First, it is important for individuals like us to be able to acknowledge that the next black swan is bound to come. Therefore, we ought to accept accidents as a normal cycle of life so it does not catch us by too big a surprise. 

In the case of a black swan event, we need to stay calm and try our best to take advantage of the opportunities that the black swans may provide. When the stock market crashes and stock prices decline, it is certainly worth considering the investment of sustainable companies that will be able to push through the crisis and rise in value again. Let’s take a look at the case of Jamie Dimon, who is the epitome of an individual who managed to take advantage of the opportunities of the 2008 global financial crisis, while others were frantically picking up the pieces. At the height of the crisis, Dimon used JP Morgan’s strong bank reserves to acquire Bear Stearns and Washington Mutual, which were two financial institutions caught up in the mess of housing bubbles and toxic mortgage-backed securities during the time. JP Morgan acquired Bear Stearns for $10 a share, roughly 15% of its value from early March 2008. In September of the same year, it also acquired Washington Mutual (WaMu). The purchase price was also merely a fraction of WaMu’s value earlier that year.
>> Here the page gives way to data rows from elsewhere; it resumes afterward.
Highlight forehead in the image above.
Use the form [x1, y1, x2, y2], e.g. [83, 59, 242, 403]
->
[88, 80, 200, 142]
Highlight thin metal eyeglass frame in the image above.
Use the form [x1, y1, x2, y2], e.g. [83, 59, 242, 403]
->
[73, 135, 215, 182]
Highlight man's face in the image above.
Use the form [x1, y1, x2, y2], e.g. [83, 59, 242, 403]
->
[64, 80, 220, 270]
Subsequently, shares of JP Morgan flourished and Dimon was considered one of “The TopGun CEOs” by Brendan Wood International. 
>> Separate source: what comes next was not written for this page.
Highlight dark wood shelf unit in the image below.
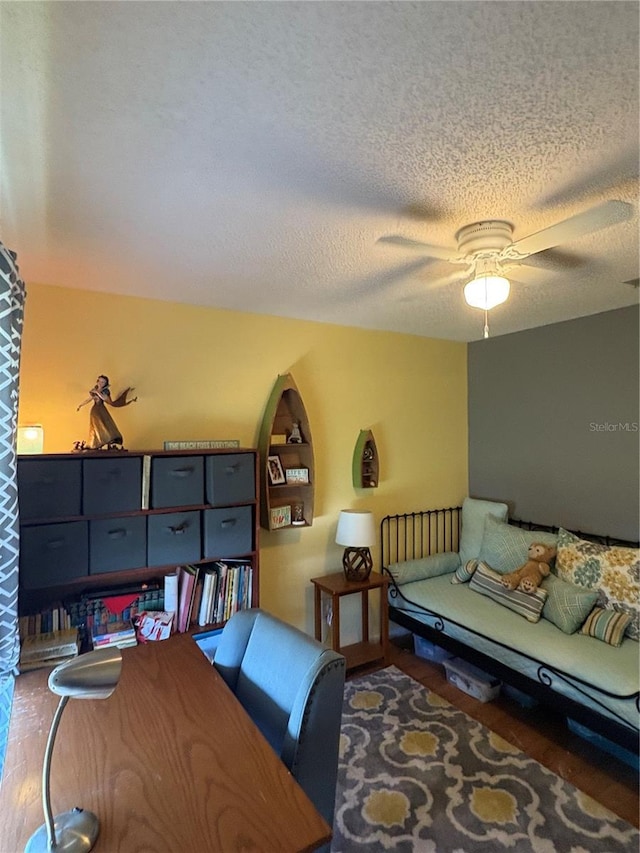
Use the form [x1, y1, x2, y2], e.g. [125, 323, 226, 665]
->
[18, 448, 260, 630]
Finally, the key to investment would be to diversify your portfolio using fundamentally different instruments with as little correlation to each other as possible. Certain sectors have faster recovery time than others, and that could make a difference for you in the case where a recession ensues after a black swan event. Once again, we have hedge fund manager John Paulson being an exemplar at hedging. During the very same credit crisis, Paulson made a timely bet against the US housing market, which put him to fame. But more importantly, he made a number of investments in different entities, including a multi-billion dollar position in Bank of America and an estimated $100 million position on Goldman Sachs. He also had positions in gold and was heavily invested in CitiGroup, JP Morgan Chase and several other financial institutions. Hedging was indeed his key to success, while most of the world was caught in the mayhem of the black swan. 
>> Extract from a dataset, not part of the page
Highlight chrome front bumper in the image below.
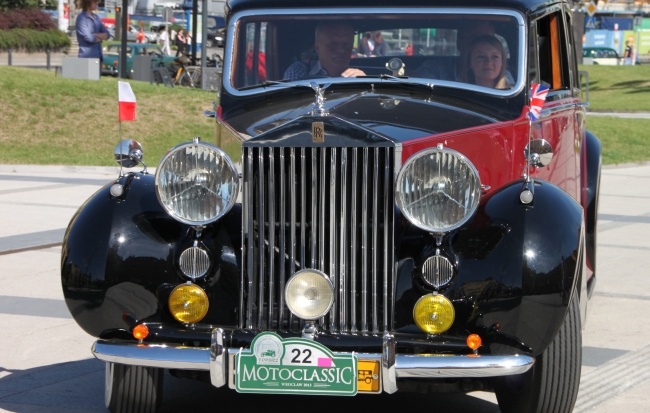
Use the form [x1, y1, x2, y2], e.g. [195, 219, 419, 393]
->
[92, 329, 535, 393]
That being said, all that is certainly easier said than done and we can’t all be Dimons or Paulsons. We can only be as prepared as possible and brace ourselves for the uncertain future ahead. 

A Trader’s View

Historically, black swan events in the forex market have always been caused by unnecessary monetary policies, such as the pegging of currencies or maintaining fixed exchange rates. One such catastrophe took place in 2015 when the Swiss Franc unpegged from the Euro Dollar and caused the entire forex market to freeze during trading hours. This resulted in a spread that reached a record of 1000 pips. While it is impossible to avoid black swan events, we can actually limit the damages of black swan events with prudent risk management. 

USD/JPY 

For the months of June and July, we are expecting USD/JPY to continue strengthening and reach 140 before the Bank of Japan (BOJ) steps in to intervene in the exchange rate. The Fed is looking to raise rates with many Fed members voting for a faster rate hike. The US government has also claimed that it will “do whatever it takes” to bring down inflation, which is currently hawkish for USD. Meanwhile, the BOJ will implement “powerful monetary easing” and keep interest rates at the current level despite facing inflation above BOJ target of 2%. This difference in monetary policy caused the USDJPY to soar above 20-year high.

Source: Investing.com

This month’s market insights will be solely based on the fundamental view of USD/JPY as the currency pair is rallying and breaking new highs in decades as we speak. Everyone knows about “Buy Low Sell High”, but USD/JPY would be going against your instincts as it requires you to “Buy high Sell Higher”. The nearest resistance zone is the 2002 February high of 135 ~ 135.50, where we believe that it would rally past before testing the 1998 high of 141~144 resistance zone. But of course, we will be using indicators on a smaller time frame to assist us in finding a trade setup and discounted price before entering Buy trade on USD/JPY.